Panetta: You know, in the 40 years I've been in government this, for me, was probably the most remarkable operation that I was a part of because everybody played their role in a very effective and responsible way. This was the best case we had on bin Laden since Tora Bora. And because of that, because for 10 years we had run into dead ends trying to track bin Laden down, I thought for that reason alone, we had a responsibility to act.

This is Panetta running the mission from CIA headquarters. He acted without telling our Pakistani allies. Because Panetta couldn't figure how bin Laden lived more than five years, undetected, about a mile from Pakistan's military academy - it's West Point.

Pelley: Elements of the Pakistani government knew he was there?

Panetta: I personally have always felt that somebody must have had some sense of what was happening at this compound.
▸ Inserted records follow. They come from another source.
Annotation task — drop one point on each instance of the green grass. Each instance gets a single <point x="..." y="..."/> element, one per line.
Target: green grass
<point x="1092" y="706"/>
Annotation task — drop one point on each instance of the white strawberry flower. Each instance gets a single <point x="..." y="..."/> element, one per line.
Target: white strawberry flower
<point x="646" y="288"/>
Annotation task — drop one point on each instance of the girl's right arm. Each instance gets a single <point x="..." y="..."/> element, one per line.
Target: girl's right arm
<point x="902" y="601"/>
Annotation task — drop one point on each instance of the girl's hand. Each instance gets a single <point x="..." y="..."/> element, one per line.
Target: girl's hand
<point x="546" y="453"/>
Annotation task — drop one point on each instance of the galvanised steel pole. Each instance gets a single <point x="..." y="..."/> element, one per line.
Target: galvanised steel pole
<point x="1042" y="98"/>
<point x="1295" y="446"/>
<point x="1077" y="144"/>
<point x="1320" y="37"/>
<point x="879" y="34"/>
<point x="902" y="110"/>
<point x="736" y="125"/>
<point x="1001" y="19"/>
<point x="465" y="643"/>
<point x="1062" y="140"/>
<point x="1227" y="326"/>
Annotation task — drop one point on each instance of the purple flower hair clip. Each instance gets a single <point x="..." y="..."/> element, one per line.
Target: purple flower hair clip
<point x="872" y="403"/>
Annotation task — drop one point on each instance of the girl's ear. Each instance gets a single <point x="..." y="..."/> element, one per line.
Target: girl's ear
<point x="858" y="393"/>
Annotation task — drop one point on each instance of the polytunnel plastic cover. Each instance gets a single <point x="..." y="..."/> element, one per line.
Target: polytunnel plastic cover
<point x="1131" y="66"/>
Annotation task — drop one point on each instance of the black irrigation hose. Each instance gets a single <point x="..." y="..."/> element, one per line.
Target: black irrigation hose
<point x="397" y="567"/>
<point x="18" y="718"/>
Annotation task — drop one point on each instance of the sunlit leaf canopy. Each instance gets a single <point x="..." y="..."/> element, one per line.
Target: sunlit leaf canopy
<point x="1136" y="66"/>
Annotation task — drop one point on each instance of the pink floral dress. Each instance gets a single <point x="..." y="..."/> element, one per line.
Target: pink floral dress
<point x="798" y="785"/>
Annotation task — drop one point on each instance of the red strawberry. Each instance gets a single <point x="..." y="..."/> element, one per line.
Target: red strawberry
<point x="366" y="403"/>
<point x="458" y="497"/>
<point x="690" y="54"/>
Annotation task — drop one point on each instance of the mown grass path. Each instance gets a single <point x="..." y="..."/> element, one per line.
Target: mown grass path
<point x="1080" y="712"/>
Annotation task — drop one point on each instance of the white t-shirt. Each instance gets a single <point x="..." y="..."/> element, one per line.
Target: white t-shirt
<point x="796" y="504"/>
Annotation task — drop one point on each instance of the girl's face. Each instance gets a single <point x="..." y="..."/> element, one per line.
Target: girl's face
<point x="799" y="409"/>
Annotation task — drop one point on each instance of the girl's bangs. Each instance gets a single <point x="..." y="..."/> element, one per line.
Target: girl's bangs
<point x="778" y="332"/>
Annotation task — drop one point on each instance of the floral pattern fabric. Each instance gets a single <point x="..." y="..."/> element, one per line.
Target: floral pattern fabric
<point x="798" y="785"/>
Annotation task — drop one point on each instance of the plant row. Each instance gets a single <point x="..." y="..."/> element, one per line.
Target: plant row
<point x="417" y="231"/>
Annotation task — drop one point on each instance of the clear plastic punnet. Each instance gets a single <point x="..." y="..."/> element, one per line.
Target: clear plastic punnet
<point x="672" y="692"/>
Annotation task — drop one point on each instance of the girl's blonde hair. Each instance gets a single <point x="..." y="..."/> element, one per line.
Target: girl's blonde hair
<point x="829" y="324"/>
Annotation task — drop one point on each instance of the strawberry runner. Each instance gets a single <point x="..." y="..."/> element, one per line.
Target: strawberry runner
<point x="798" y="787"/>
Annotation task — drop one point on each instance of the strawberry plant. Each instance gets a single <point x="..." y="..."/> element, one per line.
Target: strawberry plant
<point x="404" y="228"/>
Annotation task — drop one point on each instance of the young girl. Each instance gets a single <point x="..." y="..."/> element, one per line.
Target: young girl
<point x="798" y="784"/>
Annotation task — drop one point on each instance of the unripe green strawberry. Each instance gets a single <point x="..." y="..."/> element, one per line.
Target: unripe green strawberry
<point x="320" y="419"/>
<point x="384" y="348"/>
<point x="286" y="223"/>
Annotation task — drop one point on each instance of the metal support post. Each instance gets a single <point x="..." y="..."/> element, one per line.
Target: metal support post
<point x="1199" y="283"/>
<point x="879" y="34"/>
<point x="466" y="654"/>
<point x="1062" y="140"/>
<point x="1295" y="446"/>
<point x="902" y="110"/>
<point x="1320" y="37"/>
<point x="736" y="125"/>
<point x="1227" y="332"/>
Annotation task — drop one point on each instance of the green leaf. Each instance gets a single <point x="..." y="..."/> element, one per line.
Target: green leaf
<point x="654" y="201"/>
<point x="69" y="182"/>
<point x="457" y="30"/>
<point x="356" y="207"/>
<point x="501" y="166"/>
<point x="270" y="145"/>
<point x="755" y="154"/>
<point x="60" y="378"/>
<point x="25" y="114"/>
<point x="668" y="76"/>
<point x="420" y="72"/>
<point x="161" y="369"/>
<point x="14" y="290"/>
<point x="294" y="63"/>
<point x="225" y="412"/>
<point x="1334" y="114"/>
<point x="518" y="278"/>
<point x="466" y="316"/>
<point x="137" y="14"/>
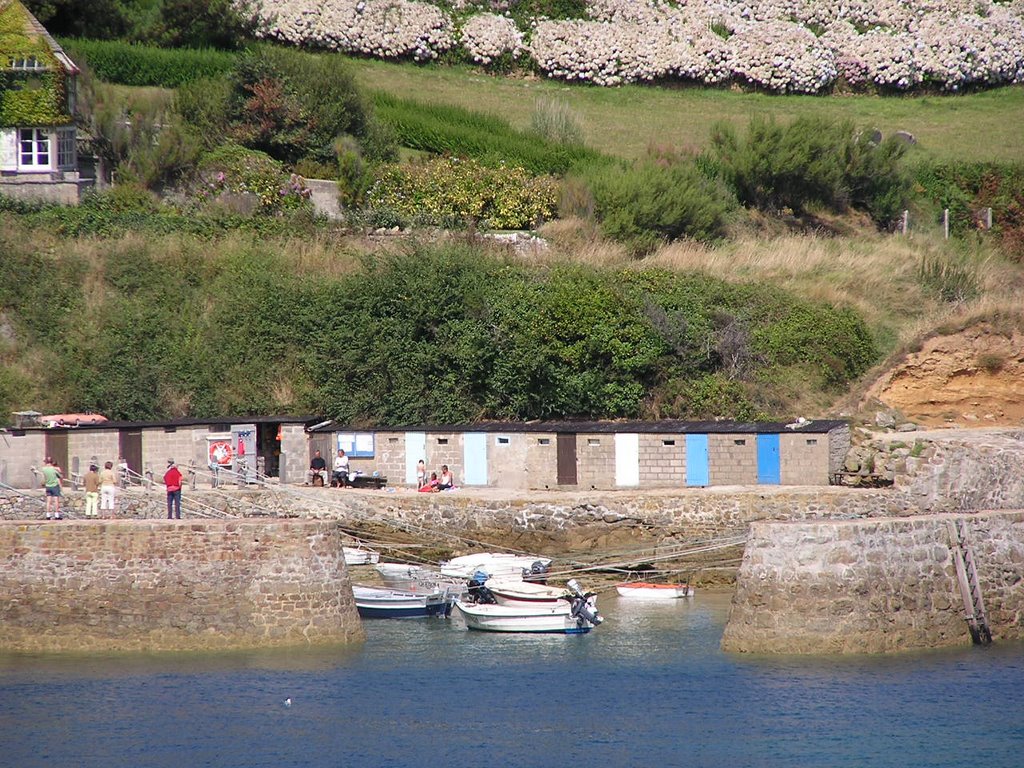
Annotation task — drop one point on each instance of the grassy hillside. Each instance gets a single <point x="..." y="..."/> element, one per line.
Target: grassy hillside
<point x="140" y="313"/>
<point x="626" y="121"/>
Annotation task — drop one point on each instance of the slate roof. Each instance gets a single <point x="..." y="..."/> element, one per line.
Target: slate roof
<point x="34" y="29"/>
<point x="667" y="426"/>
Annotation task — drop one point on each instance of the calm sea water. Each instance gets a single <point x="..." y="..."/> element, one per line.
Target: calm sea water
<point x="649" y="687"/>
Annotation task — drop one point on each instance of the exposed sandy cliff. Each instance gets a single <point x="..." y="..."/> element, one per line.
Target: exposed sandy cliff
<point x="972" y="378"/>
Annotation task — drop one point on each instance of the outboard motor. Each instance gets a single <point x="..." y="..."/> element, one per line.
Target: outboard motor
<point x="582" y="607"/>
<point x="477" y="592"/>
<point x="536" y="573"/>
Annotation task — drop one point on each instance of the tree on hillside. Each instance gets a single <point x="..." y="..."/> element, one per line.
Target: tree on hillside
<point x="197" y="24"/>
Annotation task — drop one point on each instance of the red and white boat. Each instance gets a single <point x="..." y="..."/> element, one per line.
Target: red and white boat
<point x="649" y="591"/>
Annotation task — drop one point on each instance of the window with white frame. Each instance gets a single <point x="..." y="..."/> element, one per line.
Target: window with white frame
<point x="27" y="62"/>
<point x="66" y="147"/>
<point x="34" y="147"/>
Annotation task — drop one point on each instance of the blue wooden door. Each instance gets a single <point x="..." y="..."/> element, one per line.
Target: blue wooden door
<point x="416" y="449"/>
<point x="474" y="454"/>
<point x="769" y="466"/>
<point x="697" y="472"/>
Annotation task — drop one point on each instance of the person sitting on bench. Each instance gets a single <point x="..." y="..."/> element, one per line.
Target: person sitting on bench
<point x="317" y="468"/>
<point x="340" y="477"/>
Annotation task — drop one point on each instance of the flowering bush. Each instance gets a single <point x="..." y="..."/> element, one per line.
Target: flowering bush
<point x="387" y="29"/>
<point x="782" y="45"/>
<point x="452" y="192"/>
<point x="486" y="37"/>
<point x="236" y="170"/>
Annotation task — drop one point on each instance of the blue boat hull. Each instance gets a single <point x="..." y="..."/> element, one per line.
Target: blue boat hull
<point x="418" y="611"/>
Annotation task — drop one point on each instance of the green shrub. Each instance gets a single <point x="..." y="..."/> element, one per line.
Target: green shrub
<point x="968" y="188"/>
<point x="645" y="204"/>
<point x="238" y="171"/>
<point x="813" y="161"/>
<point x="137" y="134"/>
<point x="132" y="64"/>
<point x="452" y="192"/>
<point x="292" y="104"/>
<point x="451" y="130"/>
<point x="203" y="104"/>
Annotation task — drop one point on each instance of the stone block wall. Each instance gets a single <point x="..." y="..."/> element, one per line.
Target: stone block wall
<point x="84" y="445"/>
<point x="18" y="453"/>
<point x="184" y="444"/>
<point x="871" y="586"/>
<point x="61" y="187"/>
<point x="803" y="461"/>
<point x="663" y="460"/>
<point x="509" y="460"/>
<point x="596" y="460"/>
<point x="173" y="585"/>
<point x="295" y="450"/>
<point x="732" y="459"/>
<point x="390" y="458"/>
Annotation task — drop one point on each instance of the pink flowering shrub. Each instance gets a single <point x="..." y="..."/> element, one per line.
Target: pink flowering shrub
<point x="802" y="46"/>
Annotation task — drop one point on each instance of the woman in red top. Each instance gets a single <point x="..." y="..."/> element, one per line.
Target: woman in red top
<point x="172" y="479"/>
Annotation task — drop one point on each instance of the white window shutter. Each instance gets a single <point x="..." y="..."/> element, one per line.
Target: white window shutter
<point x="8" y="148"/>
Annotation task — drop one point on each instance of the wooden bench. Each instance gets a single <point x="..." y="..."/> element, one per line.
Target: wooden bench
<point x="855" y="479"/>
<point x="367" y="481"/>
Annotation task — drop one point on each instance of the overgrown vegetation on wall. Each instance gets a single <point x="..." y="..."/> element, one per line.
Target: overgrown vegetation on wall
<point x="158" y="327"/>
<point x="29" y="96"/>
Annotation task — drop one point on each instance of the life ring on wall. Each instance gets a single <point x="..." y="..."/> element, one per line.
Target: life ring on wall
<point x="220" y="453"/>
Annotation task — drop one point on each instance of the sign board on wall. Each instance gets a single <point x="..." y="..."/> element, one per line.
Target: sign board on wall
<point x="356" y="444"/>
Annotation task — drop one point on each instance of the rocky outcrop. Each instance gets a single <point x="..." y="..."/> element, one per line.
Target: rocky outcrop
<point x="173" y="585"/>
<point x="872" y="586"/>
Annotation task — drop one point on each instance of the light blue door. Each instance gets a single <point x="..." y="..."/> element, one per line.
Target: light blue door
<point x="416" y="449"/>
<point x="474" y="458"/>
<point x="769" y="466"/>
<point x="697" y="472"/>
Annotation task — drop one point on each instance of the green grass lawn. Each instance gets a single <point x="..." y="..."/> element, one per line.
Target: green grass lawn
<point x="626" y="121"/>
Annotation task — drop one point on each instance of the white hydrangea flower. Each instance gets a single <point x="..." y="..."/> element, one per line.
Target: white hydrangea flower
<point x="487" y="36"/>
<point x="773" y="43"/>
<point x="387" y="29"/>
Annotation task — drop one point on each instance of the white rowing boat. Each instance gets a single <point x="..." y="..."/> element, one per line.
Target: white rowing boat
<point x="649" y="591"/>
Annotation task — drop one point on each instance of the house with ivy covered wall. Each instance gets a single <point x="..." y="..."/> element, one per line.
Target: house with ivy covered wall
<point x="38" y="81"/>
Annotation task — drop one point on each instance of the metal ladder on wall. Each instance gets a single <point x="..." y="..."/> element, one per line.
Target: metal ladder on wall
<point x="967" y="576"/>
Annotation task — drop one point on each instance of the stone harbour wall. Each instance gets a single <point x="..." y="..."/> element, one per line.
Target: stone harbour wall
<point x="150" y="585"/>
<point x="872" y="586"/>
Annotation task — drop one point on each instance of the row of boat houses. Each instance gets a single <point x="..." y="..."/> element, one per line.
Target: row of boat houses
<point x="600" y="455"/>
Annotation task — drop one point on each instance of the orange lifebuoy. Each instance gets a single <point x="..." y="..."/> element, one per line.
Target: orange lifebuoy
<point x="220" y="453"/>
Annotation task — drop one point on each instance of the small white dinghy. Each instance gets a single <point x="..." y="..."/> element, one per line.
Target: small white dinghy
<point x="383" y="602"/>
<point x="359" y="556"/>
<point x="649" y="591"/>
<point x="574" y="614"/>
<point x="497" y="564"/>
<point x="525" y="594"/>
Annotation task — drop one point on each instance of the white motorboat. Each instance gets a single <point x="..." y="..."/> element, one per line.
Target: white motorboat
<point x="416" y="578"/>
<point x="384" y="602"/>
<point x="649" y="591"/>
<point x="525" y="594"/>
<point x="497" y="564"/>
<point x="573" y="614"/>
<point x="400" y="573"/>
<point x="360" y="556"/>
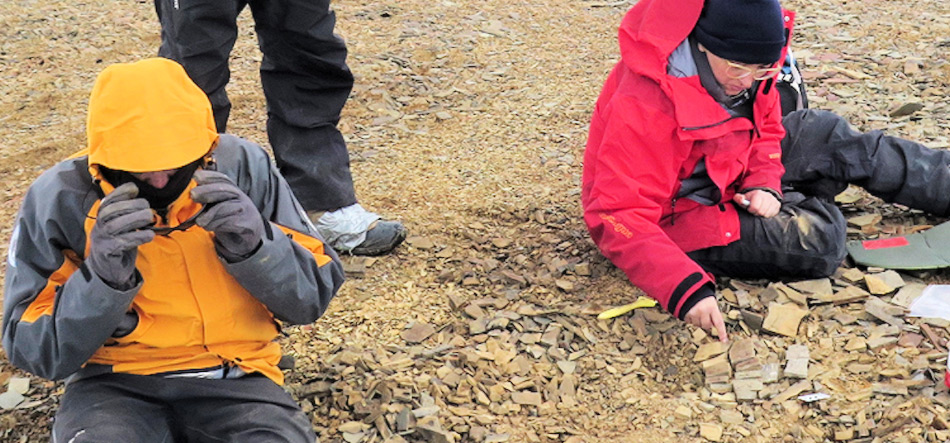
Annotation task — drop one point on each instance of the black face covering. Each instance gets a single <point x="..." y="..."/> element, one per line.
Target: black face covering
<point x="158" y="199"/>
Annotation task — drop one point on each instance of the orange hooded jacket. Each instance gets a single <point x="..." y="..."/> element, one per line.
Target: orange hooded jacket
<point x="194" y="311"/>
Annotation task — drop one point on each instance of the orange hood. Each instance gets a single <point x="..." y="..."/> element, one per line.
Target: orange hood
<point x="148" y="116"/>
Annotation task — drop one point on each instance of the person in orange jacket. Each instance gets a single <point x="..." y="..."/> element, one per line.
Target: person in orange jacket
<point x="153" y="271"/>
<point x="691" y="169"/>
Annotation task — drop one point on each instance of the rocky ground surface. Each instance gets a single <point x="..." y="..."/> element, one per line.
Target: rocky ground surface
<point x="468" y="123"/>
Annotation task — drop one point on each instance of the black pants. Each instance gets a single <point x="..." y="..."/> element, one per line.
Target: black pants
<point x="153" y="409"/>
<point x="304" y="74"/>
<point x="822" y="154"/>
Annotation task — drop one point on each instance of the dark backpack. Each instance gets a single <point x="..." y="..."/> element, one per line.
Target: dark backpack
<point x="791" y="86"/>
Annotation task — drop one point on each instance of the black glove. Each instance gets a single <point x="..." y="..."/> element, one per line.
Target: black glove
<point x="229" y="213"/>
<point x="117" y="234"/>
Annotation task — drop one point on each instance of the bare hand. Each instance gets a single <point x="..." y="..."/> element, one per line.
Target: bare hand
<point x="758" y="202"/>
<point x="706" y="315"/>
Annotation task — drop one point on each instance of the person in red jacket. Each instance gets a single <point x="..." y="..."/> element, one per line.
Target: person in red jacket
<point x="691" y="170"/>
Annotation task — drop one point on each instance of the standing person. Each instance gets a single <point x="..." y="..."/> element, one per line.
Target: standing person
<point x="153" y="270"/>
<point x="690" y="168"/>
<point x="306" y="83"/>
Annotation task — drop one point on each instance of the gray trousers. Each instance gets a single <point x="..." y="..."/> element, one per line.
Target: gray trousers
<point x="154" y="409"/>
<point x="822" y="154"/>
<point x="304" y="74"/>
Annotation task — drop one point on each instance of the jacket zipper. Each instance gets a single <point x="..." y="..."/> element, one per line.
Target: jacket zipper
<point x="673" y="212"/>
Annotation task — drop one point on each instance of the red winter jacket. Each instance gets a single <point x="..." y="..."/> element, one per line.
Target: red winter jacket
<point x="648" y="132"/>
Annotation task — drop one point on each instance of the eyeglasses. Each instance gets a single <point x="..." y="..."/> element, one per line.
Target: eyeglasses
<point x="738" y="71"/>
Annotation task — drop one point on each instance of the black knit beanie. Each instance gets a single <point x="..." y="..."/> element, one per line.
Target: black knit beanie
<point x="745" y="31"/>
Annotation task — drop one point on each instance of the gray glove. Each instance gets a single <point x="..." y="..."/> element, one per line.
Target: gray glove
<point x="117" y="234"/>
<point x="230" y="214"/>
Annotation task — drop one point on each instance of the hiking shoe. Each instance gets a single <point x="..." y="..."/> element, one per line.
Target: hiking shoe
<point x="381" y="238"/>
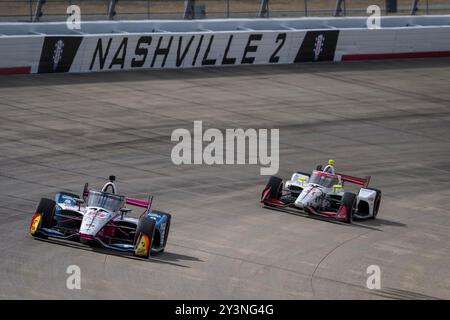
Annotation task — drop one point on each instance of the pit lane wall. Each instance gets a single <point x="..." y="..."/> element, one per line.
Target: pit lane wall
<point x="108" y="46"/>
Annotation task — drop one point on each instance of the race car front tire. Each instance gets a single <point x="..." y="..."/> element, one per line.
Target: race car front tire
<point x="46" y="211"/>
<point x="376" y="203"/>
<point x="349" y="201"/>
<point x="144" y="237"/>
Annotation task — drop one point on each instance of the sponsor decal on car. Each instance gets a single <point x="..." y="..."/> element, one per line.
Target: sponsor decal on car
<point x="143" y="245"/>
<point x="35" y="223"/>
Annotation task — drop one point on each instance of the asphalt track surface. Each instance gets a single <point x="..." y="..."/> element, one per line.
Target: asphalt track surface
<point x="387" y="119"/>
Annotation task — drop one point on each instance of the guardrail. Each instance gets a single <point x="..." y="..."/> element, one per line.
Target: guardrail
<point x="55" y="10"/>
<point x="129" y="45"/>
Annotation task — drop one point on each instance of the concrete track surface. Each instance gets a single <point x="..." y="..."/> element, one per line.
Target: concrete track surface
<point x="390" y="120"/>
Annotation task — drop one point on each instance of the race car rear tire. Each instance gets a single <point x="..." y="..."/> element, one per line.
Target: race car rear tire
<point x="276" y="185"/>
<point x="46" y="208"/>
<point x="349" y="200"/>
<point x="377" y="202"/>
<point x="144" y="237"/>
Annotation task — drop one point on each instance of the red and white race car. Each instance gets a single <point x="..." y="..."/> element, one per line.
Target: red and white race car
<point x="322" y="193"/>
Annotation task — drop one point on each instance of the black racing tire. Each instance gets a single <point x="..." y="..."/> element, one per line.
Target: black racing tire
<point x="166" y="233"/>
<point x="377" y="202"/>
<point x="46" y="208"/>
<point x="349" y="200"/>
<point x="146" y="226"/>
<point x="276" y="185"/>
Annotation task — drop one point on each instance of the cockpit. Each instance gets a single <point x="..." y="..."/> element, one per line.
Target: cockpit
<point x="105" y="200"/>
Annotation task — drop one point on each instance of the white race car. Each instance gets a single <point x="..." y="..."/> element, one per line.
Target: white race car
<point x="322" y="193"/>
Don't forget, this compound had 18 foot walls around it. Twelve foot walls in some areas, 18 foot walls elsewhere, a seven foot wall on the third balcony of the house. It was the largest compound in the area. So you would have thought that somebody would have asked the question, "What the hell's goin' on there?"

Pelley: Is that why you recommended we not tell the Pakistanis that we were coming?

Panetta: We had seen some military helicopters actually going over this compound.

Pelley: Pakistani military helicopters?

Panetta: And for that reason, it concerned us that, if we, in fact, brought 'em into it, that they might give him, give bin Laden a heads up.

Pelley: I appreciate the diplomatic problems you have, Mr. Secretary, but everything you're telling me in this interview indicates that the Pakistani government knew he was there and that that's what you believe.

Panetta: I don't have any hard evidence, so I can't say it for a fact. There's nothing that proves the case. But as I said, my personal view is that somebody somewhere probably had that knowledge.

There's one more thing that Secretary Panetta noticed after the raid -- no escape route from the house. It's as if the occupant was expecting plenty of warning. Before it was torn down in February, the house was already short one brick. It's hanging on the wall of Panetta's office -- a memento CIA officers brought him -- labeled with bin Laden's code name: Geronimo, Abbottabad Pakistan.

Before the raid, President Obama nominated Panetta for secretary of defense. He took office over 11 months ago, arriving these days at the Pentagon at dawn and working well into the night.

Last January, Panetta was aboard the USS Enterprise in the Atlantic Ocean, they even let the boss clear one of his planes to land.

He may be directing shadow wars in more places than he can count but one of his biggest challenges now is to manage the massive budget cuts in his big-ticket military ordered by Congress.

Panetta: The reality is that we now are facing, as a result of congressional action, having to take down the defense budget by, you know, well over $450 billion, over the next 10 years.

Pelley: And that will mean what?

Panetta: We'll have to make some very tough decisions about how we do this. The last thing I want to do is to make the mistakes of the past. We still have to protect the best military in the world, we still have to have a military that protects us against a lot of threats that are out there, terrorism, Iran, North Korea, nuclear proliferation, problem of cyber attacks, rising powers like China.

That's quite a list, for the globe trotting secretary of defense but the toughest part of the job is right here, at his desk.

Pelley: In your long career in government you've never had to make decisions of life and death.

Panetta: In some ways, in this job, I am doing that every day. And the toughest thing in this job frankly is writing the condolence letters to the parents of those young men who are killed in action. And that loss, having been a parent of someone who is stationed over there, you know what that means. But I also say to them, "You know, your son or daughter is really a true hero and patriot because they were willing to give their life for their country. And that means that they'll never be forgotten." And I hope that's some measure of comfort for them. Because, in the end, it's the only comfort I have is to know that these kids, when they put their lives on the line, are helping America be strong for the future.